Jizo Stands Up – Koan 8
When Hojo Soun attacked Odawara Castle and was occupying Kanto, the eastern part of Japan, the soldiers of the areas round Kamakura forced their way onto the lands of the temples; as their number gradually increased, Kenchoji was in dire straits.
On a winter day in the first year of Tenmon (1532), the teacher Yakkoku, the 169th master at Kenchoji, disregarding his own illness got up and gave an address from the high seat. Glaring at the congregation, of all ranks, he said:
‘Men of great virtue, I ask you this – make the seated Jizo image in this hall stand up!’
Out of this occasion came one of the koans at Kenchoji. The samurai Mamiya Munekatsu, who had a position as a temple official, confined himself in the great hall where the image was – a wooden Jizo seated on the lotus altar – for twenty-one days, vowing to make the Jizo stand up. He was reciting continuously the mantra of Jizo: OM! KA-KA-KA! BISANMAYE SOWAKA! (This approximates the Sanskrit which glorifies Ksitigarbha as the smiling one; Ka-ka-ka! represents a great laugh – Tr.) On the last night of the vow he was running round the hall like a madman, shouting ‘Holy Jizo, stand up!’

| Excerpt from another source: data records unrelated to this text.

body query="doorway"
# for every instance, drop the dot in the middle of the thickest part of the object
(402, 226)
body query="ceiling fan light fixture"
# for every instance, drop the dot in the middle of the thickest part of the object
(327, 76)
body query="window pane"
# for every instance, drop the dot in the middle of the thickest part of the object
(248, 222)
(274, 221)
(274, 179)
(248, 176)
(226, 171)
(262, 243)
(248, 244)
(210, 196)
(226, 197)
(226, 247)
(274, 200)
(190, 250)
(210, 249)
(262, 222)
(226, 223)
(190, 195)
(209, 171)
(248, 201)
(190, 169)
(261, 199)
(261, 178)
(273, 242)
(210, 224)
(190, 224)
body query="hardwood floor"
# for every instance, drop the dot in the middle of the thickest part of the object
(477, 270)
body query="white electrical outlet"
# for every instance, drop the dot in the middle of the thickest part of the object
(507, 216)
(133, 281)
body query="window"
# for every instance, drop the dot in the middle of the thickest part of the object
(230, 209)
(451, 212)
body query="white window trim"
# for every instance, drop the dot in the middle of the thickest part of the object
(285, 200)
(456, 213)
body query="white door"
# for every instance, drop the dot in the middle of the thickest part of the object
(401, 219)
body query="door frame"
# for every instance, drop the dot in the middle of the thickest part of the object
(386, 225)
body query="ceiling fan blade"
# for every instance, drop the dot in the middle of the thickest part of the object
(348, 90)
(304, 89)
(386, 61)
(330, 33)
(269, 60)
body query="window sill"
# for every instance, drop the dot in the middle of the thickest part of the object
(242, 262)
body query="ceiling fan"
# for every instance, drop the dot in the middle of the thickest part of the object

At two o’clock in the morning the monk who was making the rounds struck the regulation single blow on the sounding-board which hangs in front of the hall. Munekatsu suddenly had a realization, and cried:
‘Holy Jizo – it’s not that he stands up, and it’s not that he sits down. He has a life which is neither standing nor sitting.’
(1) See how you can get the sitting Jizo to stand up.
(2) See how you can get the standing Jizo to sit down.
(3) What is the life of Jizo apart from standing or sitting? Say!
This became one of the Kamakura koans at the interviews of Ryoko when he was the 172nd master at Kenchoji.